Back in March, Chancellor Rishi Sunak announced that the North East could benefit from a £4.2 billion transport funding grant, but only if it came together to form a single combined mayoral authority. As of present, the region is divided into the “North of Tyne Authority” (Newcastle/Northumberland/North Tyneside), The North East Combined Authority (Sunderland/South Tyneside/Durham/Gateshead) and the and Tees Valley Authority.

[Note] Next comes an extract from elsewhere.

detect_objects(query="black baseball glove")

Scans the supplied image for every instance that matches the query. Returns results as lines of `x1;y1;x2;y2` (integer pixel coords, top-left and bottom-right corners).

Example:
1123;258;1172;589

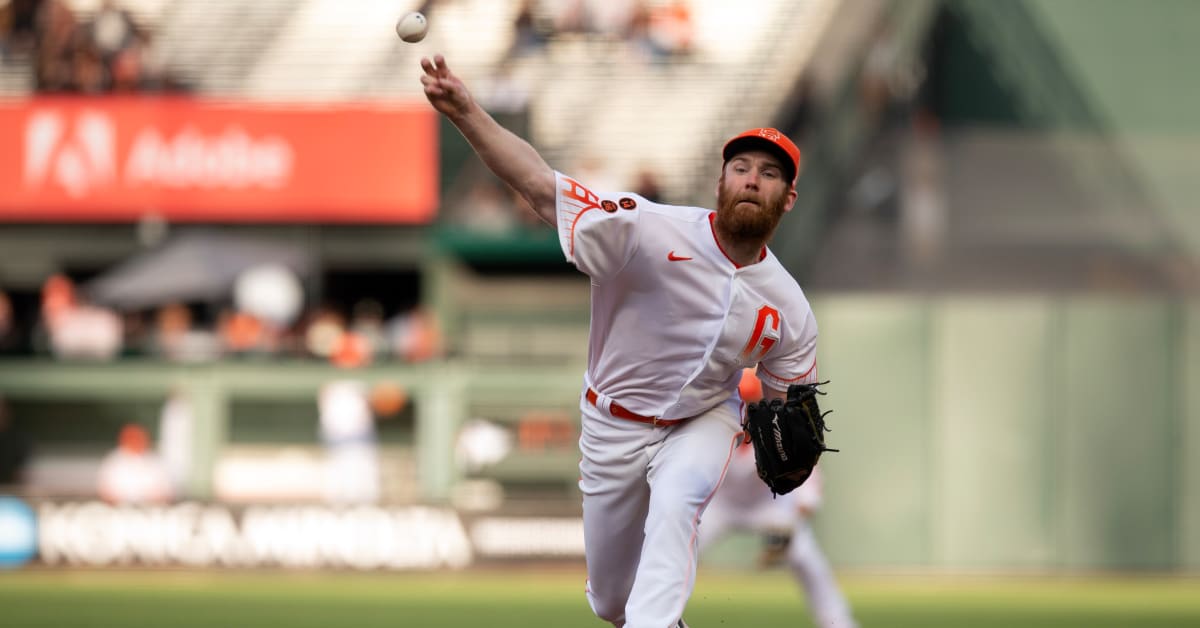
742;382;836;495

The North East Party however, who calls for regional wide devolution and a better deal for the area as a whole, has argued that such local disunity is hindering the broader development of the region and blocking the upgrading of its transport infrastructure by failing to produce a common position and ground over the issue. A party spokesman stated:
“Transport investment in the North East of England is not a zero-sum game, but a win-win form of cooperation which will enhance connectivity, jobs and fluidity throughout the entire region.”
“Whilst each council strives to stand up for its own interests, by refusing to consider the bigger picture, places such as Sunderland are deliberately choosing to opt-out of much needed funds for transport infrastructure whilst its own railway station is in a state of complete disarray”
“The North East Party calls for the region to stop competing against itself, and establish a common ground, interest and position based upon a shared history, heritage and identity. The region can only succeed in negotiating with the government when it comes together and acts with one voice, rather than succumbing to divide and rule games.”